Following after the events of Miller’s much accoladed The Innocent Mage and Innocence Lost books, this is the first book of a new series in the same world. Initially focusing on the original characters, the story gradually segues to concentrate more on the younger generation (hence the Fisherman’s Children of the series title. Almost two decades after the events of the previous books, much change has occurred for the people of Lur. Still greatly affected by the events prior to and during the Mage War, the people struggle to adapt to the new circumstances of their world, and when things begin to become unstable once more, it is difficult to see their way forward. Son of heroes Asher and Dathne, Rafel seeks to forge to the future, but is blocked on all sides: by parents unwilling to see him hurt by magic or conflict; by a sister too fragile for the world; by a mortal enemy, who maybe isn’t quite what he seems. Rafel struggles against all those who bind him, and in doing so, both risks himself and simultaneously may be the shining hope for his people.
I enjoyed reading The Prodigal Mage, but it seemed to take a good while to really get into the story. I haven’t read the Kingmaker, Kingbreaker sequence, and found myself feeling a bit left out because of it, as the characters are clearly still quite entrenched in those books. For me, the second half of the book, when it really started to focus on the younger generation, was when I truly became engaged, but at the same time, the first half really made me want to go read The Innocent Mage books!
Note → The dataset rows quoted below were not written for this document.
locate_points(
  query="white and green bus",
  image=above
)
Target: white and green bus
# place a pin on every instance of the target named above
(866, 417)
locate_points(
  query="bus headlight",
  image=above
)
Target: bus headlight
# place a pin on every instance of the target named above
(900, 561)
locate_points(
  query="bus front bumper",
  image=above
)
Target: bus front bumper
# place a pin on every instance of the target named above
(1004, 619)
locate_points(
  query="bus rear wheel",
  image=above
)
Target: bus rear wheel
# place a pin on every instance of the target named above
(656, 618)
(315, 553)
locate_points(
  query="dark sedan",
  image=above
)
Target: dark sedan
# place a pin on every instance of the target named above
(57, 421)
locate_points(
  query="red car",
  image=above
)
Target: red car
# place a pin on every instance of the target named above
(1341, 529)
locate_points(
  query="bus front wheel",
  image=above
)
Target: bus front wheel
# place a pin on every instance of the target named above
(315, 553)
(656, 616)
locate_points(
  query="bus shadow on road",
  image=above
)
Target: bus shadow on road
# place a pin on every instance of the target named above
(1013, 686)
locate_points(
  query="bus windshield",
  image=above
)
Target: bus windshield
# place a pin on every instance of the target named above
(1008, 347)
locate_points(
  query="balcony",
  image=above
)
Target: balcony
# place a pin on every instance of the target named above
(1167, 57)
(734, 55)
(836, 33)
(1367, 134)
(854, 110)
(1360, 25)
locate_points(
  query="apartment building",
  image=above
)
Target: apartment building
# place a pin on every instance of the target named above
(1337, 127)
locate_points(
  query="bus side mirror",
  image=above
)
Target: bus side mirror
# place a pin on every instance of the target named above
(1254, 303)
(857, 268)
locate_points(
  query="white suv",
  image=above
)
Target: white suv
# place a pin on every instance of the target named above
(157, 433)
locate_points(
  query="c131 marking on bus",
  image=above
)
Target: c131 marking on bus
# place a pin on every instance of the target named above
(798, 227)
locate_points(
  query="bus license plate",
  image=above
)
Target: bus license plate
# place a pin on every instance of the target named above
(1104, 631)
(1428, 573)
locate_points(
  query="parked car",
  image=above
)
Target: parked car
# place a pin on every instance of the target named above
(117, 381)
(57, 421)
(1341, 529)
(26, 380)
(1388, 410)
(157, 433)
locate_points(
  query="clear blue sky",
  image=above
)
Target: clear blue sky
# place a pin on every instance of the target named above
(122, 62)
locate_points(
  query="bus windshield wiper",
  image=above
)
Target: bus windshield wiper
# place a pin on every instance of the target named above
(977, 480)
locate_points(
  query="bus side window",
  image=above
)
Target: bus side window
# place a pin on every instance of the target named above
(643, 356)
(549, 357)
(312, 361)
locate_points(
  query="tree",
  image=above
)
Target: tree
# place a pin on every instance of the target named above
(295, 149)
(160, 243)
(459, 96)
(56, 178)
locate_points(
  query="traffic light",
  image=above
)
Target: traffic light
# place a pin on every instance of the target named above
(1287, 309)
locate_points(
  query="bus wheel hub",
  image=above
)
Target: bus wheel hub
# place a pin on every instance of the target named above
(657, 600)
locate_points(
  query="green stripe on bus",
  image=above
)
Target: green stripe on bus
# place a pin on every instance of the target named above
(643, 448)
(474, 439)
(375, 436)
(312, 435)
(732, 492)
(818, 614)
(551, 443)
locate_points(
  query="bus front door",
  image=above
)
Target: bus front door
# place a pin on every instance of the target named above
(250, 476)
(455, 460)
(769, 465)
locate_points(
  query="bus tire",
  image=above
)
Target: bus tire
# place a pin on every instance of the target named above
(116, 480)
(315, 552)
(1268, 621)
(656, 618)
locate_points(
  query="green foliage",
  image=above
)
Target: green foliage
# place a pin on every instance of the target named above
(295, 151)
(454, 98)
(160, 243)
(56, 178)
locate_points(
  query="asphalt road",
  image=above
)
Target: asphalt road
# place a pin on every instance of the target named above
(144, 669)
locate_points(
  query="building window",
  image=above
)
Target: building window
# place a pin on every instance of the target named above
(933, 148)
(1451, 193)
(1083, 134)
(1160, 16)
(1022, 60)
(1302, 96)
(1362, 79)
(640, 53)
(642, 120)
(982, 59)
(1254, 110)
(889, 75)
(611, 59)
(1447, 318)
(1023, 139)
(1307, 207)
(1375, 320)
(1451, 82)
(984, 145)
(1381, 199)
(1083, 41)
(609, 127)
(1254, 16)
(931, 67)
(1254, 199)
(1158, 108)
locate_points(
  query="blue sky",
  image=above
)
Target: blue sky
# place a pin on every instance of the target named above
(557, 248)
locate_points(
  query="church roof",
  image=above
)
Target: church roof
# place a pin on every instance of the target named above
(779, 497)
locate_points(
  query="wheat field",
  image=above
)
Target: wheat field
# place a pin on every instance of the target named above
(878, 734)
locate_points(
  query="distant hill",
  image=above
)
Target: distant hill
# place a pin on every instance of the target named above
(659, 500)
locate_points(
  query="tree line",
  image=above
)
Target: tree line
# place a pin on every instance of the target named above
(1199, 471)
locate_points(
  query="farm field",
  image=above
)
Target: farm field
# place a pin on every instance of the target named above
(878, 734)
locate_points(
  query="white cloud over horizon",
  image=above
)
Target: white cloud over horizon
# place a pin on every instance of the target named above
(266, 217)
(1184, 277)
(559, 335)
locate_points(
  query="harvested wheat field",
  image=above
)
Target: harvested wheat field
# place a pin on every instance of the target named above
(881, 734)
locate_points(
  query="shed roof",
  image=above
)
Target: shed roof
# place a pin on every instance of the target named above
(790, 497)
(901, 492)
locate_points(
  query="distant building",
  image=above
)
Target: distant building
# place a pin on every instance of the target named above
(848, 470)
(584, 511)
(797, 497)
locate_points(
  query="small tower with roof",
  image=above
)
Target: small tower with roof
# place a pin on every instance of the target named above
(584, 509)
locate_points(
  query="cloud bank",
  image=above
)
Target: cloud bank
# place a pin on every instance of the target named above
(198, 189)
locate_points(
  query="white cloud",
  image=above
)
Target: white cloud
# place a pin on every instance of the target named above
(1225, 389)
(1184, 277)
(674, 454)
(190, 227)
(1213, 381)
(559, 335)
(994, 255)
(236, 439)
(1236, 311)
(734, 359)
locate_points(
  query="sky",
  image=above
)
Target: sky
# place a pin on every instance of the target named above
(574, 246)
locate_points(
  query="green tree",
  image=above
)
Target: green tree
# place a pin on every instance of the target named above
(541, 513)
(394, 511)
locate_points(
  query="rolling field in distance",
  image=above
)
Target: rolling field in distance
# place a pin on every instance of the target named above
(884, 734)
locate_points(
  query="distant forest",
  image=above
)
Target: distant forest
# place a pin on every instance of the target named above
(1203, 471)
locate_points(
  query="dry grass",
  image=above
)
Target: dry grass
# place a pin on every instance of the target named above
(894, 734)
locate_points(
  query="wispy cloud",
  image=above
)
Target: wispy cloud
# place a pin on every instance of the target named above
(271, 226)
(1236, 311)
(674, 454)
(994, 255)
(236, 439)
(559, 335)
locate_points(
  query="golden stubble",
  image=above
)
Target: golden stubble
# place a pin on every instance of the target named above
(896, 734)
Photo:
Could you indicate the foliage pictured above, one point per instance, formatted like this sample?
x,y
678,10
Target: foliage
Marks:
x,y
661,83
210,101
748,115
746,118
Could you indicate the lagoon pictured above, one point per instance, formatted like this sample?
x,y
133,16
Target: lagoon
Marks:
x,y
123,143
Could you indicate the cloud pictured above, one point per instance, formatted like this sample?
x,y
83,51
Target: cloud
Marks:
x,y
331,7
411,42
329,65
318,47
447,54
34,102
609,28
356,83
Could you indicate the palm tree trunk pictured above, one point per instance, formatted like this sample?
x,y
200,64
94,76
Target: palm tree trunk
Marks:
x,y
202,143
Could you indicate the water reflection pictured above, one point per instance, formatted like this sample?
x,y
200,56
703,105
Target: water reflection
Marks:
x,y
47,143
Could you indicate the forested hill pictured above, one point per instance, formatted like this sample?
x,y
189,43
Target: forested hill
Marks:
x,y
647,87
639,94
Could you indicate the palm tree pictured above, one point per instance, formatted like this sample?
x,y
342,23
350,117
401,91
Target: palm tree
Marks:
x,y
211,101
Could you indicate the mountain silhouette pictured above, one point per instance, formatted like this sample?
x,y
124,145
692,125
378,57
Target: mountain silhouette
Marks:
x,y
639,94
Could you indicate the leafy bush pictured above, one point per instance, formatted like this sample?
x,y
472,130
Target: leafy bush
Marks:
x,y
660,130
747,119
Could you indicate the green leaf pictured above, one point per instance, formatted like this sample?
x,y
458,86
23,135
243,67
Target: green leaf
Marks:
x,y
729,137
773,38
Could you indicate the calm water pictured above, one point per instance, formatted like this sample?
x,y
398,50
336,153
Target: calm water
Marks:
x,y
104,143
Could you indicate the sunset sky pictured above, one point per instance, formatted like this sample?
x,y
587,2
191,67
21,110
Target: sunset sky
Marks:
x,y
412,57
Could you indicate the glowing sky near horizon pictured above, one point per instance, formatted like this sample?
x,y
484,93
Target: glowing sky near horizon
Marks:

Miller is a multi-talented writer who has a grand vision in her stories, and it’s always a pleasure to read her books. I don’t think I found the characters as three dimensional as is usual for her work, primarily because there seemed to be an expectation that the reader was already acquainted with them from the earlier books. This left me a bit high and dry, but I eventually gained a feel for most of the characters. I think it would be a far better experience to start with the original books, from all accounts, a worthwhile read in themselves, so no real hardship for the lover of good fantasy!